Наверное, он был прав, и, кажется, сам я тоже не очень поразился. Зато я поразился, как следует его рассмотрев и вспомнив, как он выглядел накануне на мосту Риальто. Странно, что я вообще его узнал.
Средних лет - он выглядел стариком. Волосы - белые, как лунь, и еще длиннее прежнего - падали на воротник и болтались по лицу, по паутинке красных прожилок. Руки, когда-то тонкие, длиннопалые, изящные, усохли, и суставы распухли от подагры. Но больше всего меня смутила его одежда, это она в основном создавала впечатление запущенности и благородного упадка. Серые брюки ужасно висели на нем и были ему явно не по размеру, а черный бархатный пиджак совершенно проносился на манжетах и вообще предназначался не для улицы, а для театра. Рубашка была клетчатая, мятая и грязная, и к ней - желтовато-белый шелковый галстук. Я разглядывал его, сидя с ним в кафе на Кампо Сан-Барнабо. Солнце светило на длинные волосы, на жалкие, нелепые одежки, будто на свет божий вылез клоун или сценический бродяга. Он, конечно, был нездоров - бледен, как папиросная бумага, и с трудом удерживал стакан кампари в дрожащей руке. И тут во мне поднялась страшная жалость к Осси, вызванная, в общем, любовью, - он же мой друг, мой давний друг, гордый, неудалый, веселый горемыка, уклончивый и блудный, несравненный.

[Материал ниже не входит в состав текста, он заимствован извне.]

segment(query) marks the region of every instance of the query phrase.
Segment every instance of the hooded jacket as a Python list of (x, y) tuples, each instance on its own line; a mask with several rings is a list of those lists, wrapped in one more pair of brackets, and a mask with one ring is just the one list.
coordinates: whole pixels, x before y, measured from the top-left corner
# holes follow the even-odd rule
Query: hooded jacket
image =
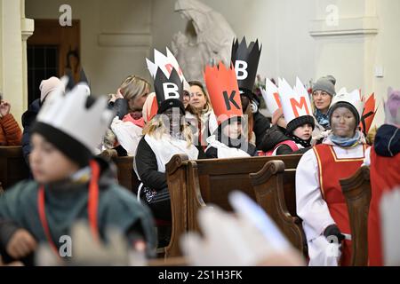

Мне снова вспомнилось, как он тогда сидел на ступеньках моста Риальто. Он заводил трех или четырех оловянных обезьянок, вонзал им в спины ключ, поворачивал, и они дергались и вертели, вертели педали велосипедов. Ноги прохожих чуть их не задевали, грозя вот-вот раздавить, но мало кто останавливался, а не покупал никто.
Снова Осси молчал, а я говорил о себе - о галерее, о моей книге, я тогда писал о Гуарди, затем и приехал в Венецию, а потом об общем однокашнике, жирном гнусавом малом, который сделался министром. Осси, кажется, слушал. Он нагнул голову набок, постукивал пальцами по стакану и молчал, и, как тогда, на Миланском вокзале, я снова почувствовал, что он готов отмести всякую мою попытку выведать что-нибудь о его жизни.
Но вот, будто разом одумавшись, он вскочил и вскинул руку типичным своим неотразимым драматическим жестом. Я пошел за ним, и он зашагал впереди, вызывающе подняв голову и, видимо, дерзко отражая взгляды встречных. Мы направились к Дзаттере, и тут было очень тихо, и наши шаги одиноко стучали по плоским, облитым солнцем камням. Тощий рыжий кот смотрел нам вслед из подворотни. Узкий мостик ввел нас в темный тесный проход меж высоких домов. Густой запах канала и сырых стен вполз в ноздри. Осси вдруг стал.
- Понимаешь, милый, там, где красивый вид, очень дорого деру-ут.
Я и сам так думал, но все равно содрогнулся при виде унылого, облезлого дома и жилья на самом верху. Пахло простоквашей, окно упиралось в стену, и потому весь день горел свет - грязная, тусклая, голая лампочка. Мебель тяжелая дубовая мебель - загромождала комнатенку.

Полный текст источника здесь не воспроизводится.